September 8, 2020 | IBM i

New IBM Power10 Systems to Deliver 3X Performance Boost

image

It’s official! IBM will begin shipping the first servers equipped with Power10 in the second half of 2021. When it arrives next year, the ground-breaking Power10 processor will provide a 3x performance and a 2.6x efficiency gain over Power9, which IBM says will bolster AI, hybrid cloud, and security workloads for years to come.

Power10 for IBM i, AIX, and Linux

As you will see, Power10 offers impressive hardware and performance improvements over existing Power9 hardware. But we will not know for sure how Power10 affects IBM i, AIX, and Linux processing until after the hardware is available next year. After hardware availability, IBM will release new OS versions or technology refreshes that take advantage of Power10 hardware capabilities, especially the new processing speed, security, virtual machine, encryption, data transfer, and in-memory workload improvements. Expect more exciting OS-based Power10-based capabilities next year.

Impressive architecture specs

The specs on Power10 are quite impressive, and the architecture is even more so, even if it is not what chip-watchers were expecting. Based on a 7 nanometer (7nm) process, IBM was able to cram 18 billion transistors onto a 602 square-millimeter piece of silicon, up from 8 billion with Power9 (which was built on a 14nm process). The new chip features 128 MB of L3 cache, 32 MB of L2 cache, but where it really shines is an assortment of advanced I/O and memory sharing capabilities that will extend IBM’s lead in that area.

 

Two versions of Power10 are being manufactured by IBM’s partner, Samsung Electronics. The high-performance SMT8 features eight simultaneous multi-threads (SMT) per core and 16 physical cores (although only 15 cores will be activated due to yield issues), while the SMT4 sports four threads per core and spans 32 physical cores (only 30 will be activated). The actual chip for SMT8 and SMT4 is identical; the difference in core counts matters primarily for software licensing.

 

IBM will package Power10s in a single-chip setup, with up to 16 sockets, each delivering 15 SMT8 cores running at 4GHz. It is also building dual-chip modules, with up to four dual-chip sockets featuring up to 30 SMT8 cores running at 3.5 GHz. This allows IBM to deliver up to 240 threads per socket.
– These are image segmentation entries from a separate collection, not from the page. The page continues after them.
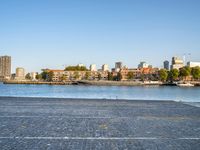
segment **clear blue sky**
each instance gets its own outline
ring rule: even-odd
[[[13,71],[200,61],[200,0],[0,0],[0,55]]]

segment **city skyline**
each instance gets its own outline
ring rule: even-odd
[[[122,61],[155,67],[172,56],[199,61],[198,0],[1,1],[0,55],[12,72]],[[170,10],[170,11],[169,11]]]

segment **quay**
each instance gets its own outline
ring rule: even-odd
[[[0,97],[0,149],[200,147],[199,103]]]

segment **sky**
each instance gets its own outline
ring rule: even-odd
[[[199,8],[199,0],[0,0],[0,55],[12,56],[13,72],[200,61]]]

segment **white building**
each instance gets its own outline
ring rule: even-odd
[[[15,76],[16,80],[24,80],[25,79],[25,69],[18,67],[16,68],[16,76]]]
[[[115,63],[115,71],[119,72],[120,69],[122,69],[122,62],[116,62]]]
[[[91,64],[90,65],[90,71],[97,71],[96,64]]]
[[[77,66],[78,66],[78,67],[85,67],[84,64],[78,64]]]
[[[184,61],[181,58],[178,57],[172,57],[172,65],[171,69],[180,69],[184,67]]]
[[[36,80],[36,75],[37,75],[36,72],[31,72],[30,75],[32,80]]]
[[[107,64],[102,65],[102,71],[109,71],[109,67]]]
[[[145,61],[140,62],[138,65],[138,68],[148,68],[149,64],[147,64]]]
[[[200,62],[188,62],[187,63],[187,65],[189,66],[189,67],[200,67]]]

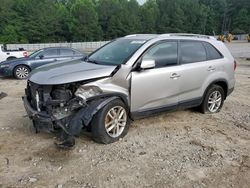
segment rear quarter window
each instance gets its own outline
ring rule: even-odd
[[[211,44],[204,42],[203,43],[207,51],[207,60],[220,59],[223,58],[221,53]]]
[[[180,43],[181,64],[195,63],[207,60],[207,53],[202,42],[181,41]]]

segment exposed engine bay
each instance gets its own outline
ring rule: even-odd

Data transfer enhancements

IBM is providing an array of mechanisms for keeping the processors fed with data, and this is really where IBM’s new Power10 architecture shines. For starters, Power10 will feature two PCI-Express 5.0 controllers, each of which has 16 lanes running at 32 gigatransfers per second (GT/s). This works out to 128 GB per second across all lanes. The PCI-Express 5.0 spec was just finalized earlier this year, and this is the first Power chip to support the new bus, which features twice the bandwidth as PCI-Express 4.0.

 

PCI-Express 5.0 is fast, but Power10 gets much faster. On two sides of the Power10 chip are a total of 16 Open Memory Interface (OMI) serializer/deserializer (SerDes) blocks, each of which is eight lanes wide (i.e. x8), delivering 32 GT/S per second, or 1 TB per second of bandwidth. The OMI SerDes, which originally debuted with the Power 9’ kicker, will talk to DDR4 memory (and DDR5 in the future).

 

Each Power10 chip contains four PowerAXON interfaces that can connect to OpenCAPI interfaces (for connecting to GPUs, FPGAs, ASICs, and other hardware accelerators) or for clustering processors in a scale-up NUMA configuration. There are 16 PowerAXON SerDes blocks, in an 8x configuration, providing 32 GT/S per second, or 1 TB per second of bandwidth, just like the OMI blocks.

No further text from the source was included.